# BTS?



## Way.Of.The.Mantis (May 22, 2007)

What was this BTS? Some sort of animal show im guessing, *when* was it? *Where* was it, I dont want to miss out on this event again, looks like lots of people picked up lots of amazing insects and critters! Thanks.


----------



## ellroy (May 22, 2007)

British Tarantula Society annual show


----------



## randyardvark (May 22, 2007)

was on sunday the 20th! was rather nice  theres another bug show on the 23rd of sept in kempton park racecourse-the aes, hopefully we will see you there


----------



## Way.Of.The.Mantis (May 22, 2007)

Awesome! 8)


----------



## Butterfly (May 22, 2007)

Anyone know where I could get info on shows here in the US? I went to a turtle and tortoise show a couple weeks ago, But Id LOVE a bug show lol.


----------



## Way.Of.The.Mantis (May 22, 2007)

I beleive Yen has been to a few, PM him or Rick.. :wink:


----------



## Ian (May 22, 2007)

Butterfly, your best best would just be to get a flight over to the UK on the 2nd October


----------



## Butterfly (May 22, 2007)

> Butterfly, your best best would just be to get a flight over to the UK on the 2nd October


LOL well I did just get a passport, and have been itching to go somewhere other than Cancun, Mexico.


----------



## randyardvark (May 22, 2007)

> Butterfly, your best best would just be to get a flight over to the UK on the 2nd October


has the bts been moved again?


----------



## wuwu (May 22, 2007)

> Anyone know where I could get info on shows here in the US? I went to a turtle and tortoise show a couple weeks ago, But Id LOVE a bug show lol.

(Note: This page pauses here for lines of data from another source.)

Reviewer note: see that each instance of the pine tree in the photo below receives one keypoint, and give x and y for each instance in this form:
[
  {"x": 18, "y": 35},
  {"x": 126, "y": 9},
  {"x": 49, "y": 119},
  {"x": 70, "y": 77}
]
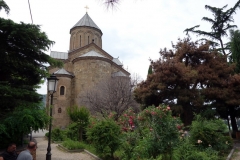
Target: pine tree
[
  {"x": 221, "y": 24},
  {"x": 190, "y": 78}
]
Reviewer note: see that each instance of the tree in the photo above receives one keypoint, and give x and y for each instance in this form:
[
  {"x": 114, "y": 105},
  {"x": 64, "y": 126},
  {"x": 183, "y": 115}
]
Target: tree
[
  {"x": 23, "y": 67},
  {"x": 235, "y": 48},
  {"x": 24, "y": 63},
  {"x": 220, "y": 26},
  {"x": 150, "y": 70},
  {"x": 3, "y": 5},
  {"x": 189, "y": 78},
  {"x": 110, "y": 95}
]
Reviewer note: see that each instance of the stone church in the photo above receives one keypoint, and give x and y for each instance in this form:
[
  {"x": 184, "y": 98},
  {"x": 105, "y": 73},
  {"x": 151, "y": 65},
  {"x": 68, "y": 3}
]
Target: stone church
[{"x": 85, "y": 64}]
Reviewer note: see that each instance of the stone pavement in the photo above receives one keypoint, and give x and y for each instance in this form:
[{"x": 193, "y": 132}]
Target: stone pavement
[{"x": 57, "y": 154}]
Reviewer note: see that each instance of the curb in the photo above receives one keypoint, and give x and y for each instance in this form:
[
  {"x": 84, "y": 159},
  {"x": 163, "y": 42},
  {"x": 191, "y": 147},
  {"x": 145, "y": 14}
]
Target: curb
[{"x": 230, "y": 154}]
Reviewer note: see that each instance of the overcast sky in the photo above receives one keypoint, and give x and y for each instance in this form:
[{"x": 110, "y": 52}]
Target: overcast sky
[{"x": 134, "y": 31}]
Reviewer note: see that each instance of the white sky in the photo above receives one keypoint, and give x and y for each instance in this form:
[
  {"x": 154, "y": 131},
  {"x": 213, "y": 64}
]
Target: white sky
[{"x": 134, "y": 32}]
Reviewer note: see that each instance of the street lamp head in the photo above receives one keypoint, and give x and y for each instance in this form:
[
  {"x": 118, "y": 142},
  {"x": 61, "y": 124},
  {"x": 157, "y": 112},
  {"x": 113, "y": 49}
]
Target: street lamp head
[{"x": 52, "y": 83}]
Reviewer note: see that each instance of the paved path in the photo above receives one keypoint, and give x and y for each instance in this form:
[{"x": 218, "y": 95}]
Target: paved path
[{"x": 57, "y": 154}]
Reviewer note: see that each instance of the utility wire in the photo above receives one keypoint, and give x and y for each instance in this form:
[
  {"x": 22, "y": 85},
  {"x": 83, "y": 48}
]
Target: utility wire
[{"x": 30, "y": 10}]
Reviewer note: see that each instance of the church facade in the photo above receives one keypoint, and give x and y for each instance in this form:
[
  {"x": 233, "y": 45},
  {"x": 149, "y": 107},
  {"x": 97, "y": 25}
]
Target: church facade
[{"x": 85, "y": 64}]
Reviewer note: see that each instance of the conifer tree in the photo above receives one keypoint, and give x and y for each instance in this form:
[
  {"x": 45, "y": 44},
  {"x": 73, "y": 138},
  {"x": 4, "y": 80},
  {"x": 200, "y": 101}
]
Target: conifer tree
[
  {"x": 189, "y": 78},
  {"x": 235, "y": 48},
  {"x": 23, "y": 67},
  {"x": 221, "y": 24}
]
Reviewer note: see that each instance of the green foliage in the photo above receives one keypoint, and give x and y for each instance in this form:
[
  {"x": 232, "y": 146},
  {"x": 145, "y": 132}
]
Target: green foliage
[
  {"x": 72, "y": 131},
  {"x": 4, "y": 6},
  {"x": 187, "y": 151},
  {"x": 80, "y": 116},
  {"x": 23, "y": 67},
  {"x": 73, "y": 145},
  {"x": 161, "y": 132},
  {"x": 153, "y": 133},
  {"x": 105, "y": 137},
  {"x": 210, "y": 133},
  {"x": 235, "y": 48},
  {"x": 58, "y": 135},
  {"x": 19, "y": 123}
]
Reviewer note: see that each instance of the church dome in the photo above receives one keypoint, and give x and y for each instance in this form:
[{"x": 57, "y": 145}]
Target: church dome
[{"x": 86, "y": 21}]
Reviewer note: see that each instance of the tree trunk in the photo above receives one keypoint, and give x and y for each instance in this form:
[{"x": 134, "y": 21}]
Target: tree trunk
[
  {"x": 80, "y": 134},
  {"x": 233, "y": 118},
  {"x": 187, "y": 115}
]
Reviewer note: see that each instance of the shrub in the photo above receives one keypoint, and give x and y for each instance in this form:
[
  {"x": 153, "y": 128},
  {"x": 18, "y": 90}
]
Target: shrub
[
  {"x": 153, "y": 133},
  {"x": 210, "y": 133},
  {"x": 57, "y": 135},
  {"x": 187, "y": 151},
  {"x": 72, "y": 131},
  {"x": 105, "y": 137},
  {"x": 72, "y": 145}
]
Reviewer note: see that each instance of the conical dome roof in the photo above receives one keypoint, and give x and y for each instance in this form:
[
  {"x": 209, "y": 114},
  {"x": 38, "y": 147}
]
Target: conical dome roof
[{"x": 86, "y": 21}]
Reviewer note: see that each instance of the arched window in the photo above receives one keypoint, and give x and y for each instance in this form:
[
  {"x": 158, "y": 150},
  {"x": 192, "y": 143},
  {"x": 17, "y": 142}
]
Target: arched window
[
  {"x": 62, "y": 90},
  {"x": 80, "y": 41},
  {"x": 59, "y": 110}
]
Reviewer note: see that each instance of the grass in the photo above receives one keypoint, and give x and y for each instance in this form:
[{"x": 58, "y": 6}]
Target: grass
[{"x": 73, "y": 145}]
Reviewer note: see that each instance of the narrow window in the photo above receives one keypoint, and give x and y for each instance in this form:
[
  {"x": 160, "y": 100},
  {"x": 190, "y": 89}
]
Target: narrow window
[
  {"x": 73, "y": 42},
  {"x": 80, "y": 41},
  {"x": 62, "y": 90},
  {"x": 59, "y": 110}
]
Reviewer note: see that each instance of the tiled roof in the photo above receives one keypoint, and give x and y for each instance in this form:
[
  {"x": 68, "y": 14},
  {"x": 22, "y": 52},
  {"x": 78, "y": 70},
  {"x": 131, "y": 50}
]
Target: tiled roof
[
  {"x": 119, "y": 74},
  {"x": 59, "y": 55},
  {"x": 92, "y": 54},
  {"x": 62, "y": 71},
  {"x": 116, "y": 60},
  {"x": 86, "y": 21}
]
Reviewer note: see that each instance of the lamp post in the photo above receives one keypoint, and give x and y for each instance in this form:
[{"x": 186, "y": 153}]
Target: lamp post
[{"x": 52, "y": 85}]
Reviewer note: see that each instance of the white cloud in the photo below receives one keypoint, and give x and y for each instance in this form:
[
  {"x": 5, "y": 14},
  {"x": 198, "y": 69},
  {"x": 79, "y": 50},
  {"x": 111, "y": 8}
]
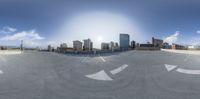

you just missed the annual insects fair this past weekend, at the LA natural history museum. there's also an annual one at calpoly pomona around halloween, but it's much smaller.


----------



## OGIGA (May 22, 2007)

We should make an announcement each time we plan on going to a show so that everybody knows.  That would be nice.


----------



## Rob Byatt (May 23, 2007)

> We should make an announcement each time we plan on going to a show so that everybody knows.  That would be nice.


Whoops  I meant to do that for the BTS last weekend. It's not like I found out last minute either - I've been going to it since '96.

I'll do my best to post the dat of the next show.


----------



## Way.Of.The.Mantis (May 23, 2007)

Someone establish a shows diary topic.. :wink:


----------



## OGIGA (May 23, 2007)

> > We should make an announcement each time we plan on going to a show so that everybody knows.  That would be nice.
> 
> 
> Whoops  I meant to do that for the BTS last weekend. It's not like I found out last minute either - I've been going to it since '96.
> ...


No problem. It'll just be nice to know. :wink:


----------



## Ian (May 23, 2007)

> > Butterfly, your best best would just be to get a flight over to the UK on the 2nd October
> 
> 
> has the bts been moved again?


Na, 2nd is AES isn't it?


----------



## randyardvark (May 23, 2007)

it got moved to the 22nd of sept cause they wanted to do a race on the 1st sat of the month...


----------



## randyardvark (May 24, 2007)

or just let them sign up  well worth it


----------



## sk8erkho (May 24, 2007)

Seems most of these shows are in the UK. What about the states...anyone? I guess the closest so far is the LA show Wu was talking about. But, Ogiga's idea would really be cool!!


----------



## randyardvark (May 24, 2007)

thats cause all of us brits dont have a clue about american bug shows!  

you guys have some huge replile shows with inverts added apparently! just have to look out for them i suppose


----------



## Way.Of.The.Mantis (May 25, 2007)

Well, for a start (unless you have'nt noticed) america is Heeeuge! :wink:


----------



## Evil_Berzerker (May 27, 2007)

does anyone know of any bug shows near the lothian region of scotland (like around edinburgh) or anywhere in scotland fo that matter, i doubt anyone would because it seems most people on here are english or american but its worth a try eitherway  thanks!


----------



## Evil_Berzerker (May 27, 2007)

thanks


----------